GO Classes DA 2025 | Weekly Quiz 6 | Change of Basis & Linear Transformation | Question: 16

Question

Suppose $A$ is an $11 \times 5$ matrix and $T$ is the corresponding linear transformation given by the formula $T(x)=A x$. Which of the following statements are true?

• A. $\operatorname{dim}(\operatorname{Col} A) \geq \operatorname{dim}(\operatorname{Nul} A)$.
• B. If the columns of $A$ are linearly independent, then the range of $T$ is $\mathbf{R}^{5}$.
• C. Suppose $b$ is a vector so that the matrix equation $A x=b$ is consistent.
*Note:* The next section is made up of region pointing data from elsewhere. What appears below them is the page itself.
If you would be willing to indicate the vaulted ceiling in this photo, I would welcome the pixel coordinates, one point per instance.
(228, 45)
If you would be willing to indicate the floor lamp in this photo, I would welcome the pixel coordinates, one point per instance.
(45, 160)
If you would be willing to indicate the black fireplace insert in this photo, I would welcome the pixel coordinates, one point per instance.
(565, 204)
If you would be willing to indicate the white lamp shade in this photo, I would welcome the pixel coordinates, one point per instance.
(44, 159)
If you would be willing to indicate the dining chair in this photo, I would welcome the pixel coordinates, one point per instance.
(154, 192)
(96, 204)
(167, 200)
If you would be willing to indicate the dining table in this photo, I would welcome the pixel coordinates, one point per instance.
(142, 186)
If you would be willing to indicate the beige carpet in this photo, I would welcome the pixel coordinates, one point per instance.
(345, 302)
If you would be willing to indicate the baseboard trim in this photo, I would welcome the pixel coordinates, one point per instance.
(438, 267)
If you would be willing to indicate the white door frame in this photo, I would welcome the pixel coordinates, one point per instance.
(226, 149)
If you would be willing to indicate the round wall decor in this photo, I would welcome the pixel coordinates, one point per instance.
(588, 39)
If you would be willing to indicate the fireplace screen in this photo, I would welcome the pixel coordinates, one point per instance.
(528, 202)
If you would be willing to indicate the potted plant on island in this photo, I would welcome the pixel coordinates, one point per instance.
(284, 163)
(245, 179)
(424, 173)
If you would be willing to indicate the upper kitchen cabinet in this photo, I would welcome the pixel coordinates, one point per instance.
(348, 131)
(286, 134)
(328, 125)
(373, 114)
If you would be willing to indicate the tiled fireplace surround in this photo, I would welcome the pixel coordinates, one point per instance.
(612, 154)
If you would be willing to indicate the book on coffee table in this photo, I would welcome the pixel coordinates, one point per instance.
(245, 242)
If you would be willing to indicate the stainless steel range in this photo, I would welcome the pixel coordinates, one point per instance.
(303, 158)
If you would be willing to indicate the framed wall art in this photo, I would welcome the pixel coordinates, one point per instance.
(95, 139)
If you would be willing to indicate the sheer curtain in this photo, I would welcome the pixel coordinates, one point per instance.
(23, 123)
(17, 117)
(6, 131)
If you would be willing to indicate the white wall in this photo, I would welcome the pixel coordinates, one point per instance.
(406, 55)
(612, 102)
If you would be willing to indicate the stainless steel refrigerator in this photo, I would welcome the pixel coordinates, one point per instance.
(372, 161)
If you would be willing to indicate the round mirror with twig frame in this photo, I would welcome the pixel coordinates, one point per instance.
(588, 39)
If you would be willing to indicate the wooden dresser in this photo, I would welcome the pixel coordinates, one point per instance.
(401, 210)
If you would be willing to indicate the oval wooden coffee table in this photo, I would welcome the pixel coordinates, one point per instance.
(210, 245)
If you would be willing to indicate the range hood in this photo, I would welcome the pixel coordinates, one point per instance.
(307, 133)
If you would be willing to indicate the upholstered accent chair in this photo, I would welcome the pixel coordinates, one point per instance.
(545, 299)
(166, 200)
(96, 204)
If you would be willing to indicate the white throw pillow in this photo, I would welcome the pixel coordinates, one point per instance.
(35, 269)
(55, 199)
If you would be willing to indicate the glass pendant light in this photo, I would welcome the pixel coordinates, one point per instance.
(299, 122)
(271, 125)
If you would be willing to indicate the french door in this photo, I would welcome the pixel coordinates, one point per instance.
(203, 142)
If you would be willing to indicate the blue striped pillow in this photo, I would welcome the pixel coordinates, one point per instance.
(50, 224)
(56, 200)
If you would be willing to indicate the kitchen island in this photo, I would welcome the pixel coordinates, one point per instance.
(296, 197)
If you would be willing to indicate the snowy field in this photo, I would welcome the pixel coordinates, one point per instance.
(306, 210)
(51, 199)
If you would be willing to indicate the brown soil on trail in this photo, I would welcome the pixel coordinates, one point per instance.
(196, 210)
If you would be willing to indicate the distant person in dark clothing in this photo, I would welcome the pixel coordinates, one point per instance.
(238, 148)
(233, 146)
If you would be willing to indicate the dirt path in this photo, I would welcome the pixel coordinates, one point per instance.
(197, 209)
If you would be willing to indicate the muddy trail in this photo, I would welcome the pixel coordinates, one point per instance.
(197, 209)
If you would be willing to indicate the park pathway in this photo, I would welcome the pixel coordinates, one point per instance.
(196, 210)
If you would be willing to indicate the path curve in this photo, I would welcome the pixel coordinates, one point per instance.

Then the set of solutions to $A x=b$ must be a subspace of $\mathbf{R}^{5}$.
• D. If the matrix equation $A x=0$ has infinitely many solutions, then $\operatorname{rank}(A) \leq 4$.

Answer 1

A) This is not always true...suppose rank is 5 and dim(Col(A)) = 2 then nul space dimension will be 3.

B) Not true because columns of A are in R11.

C) This is also not true because the solution of Ax = b is of the form:

 

x = (constant vector) + (combination of LI vectors) 

due to constant vector, the solution is not a subspace, it just lies in R5.

D) This is true Ax=0 has infinitely many solutions, then cols of A are LD so rank(A)<5.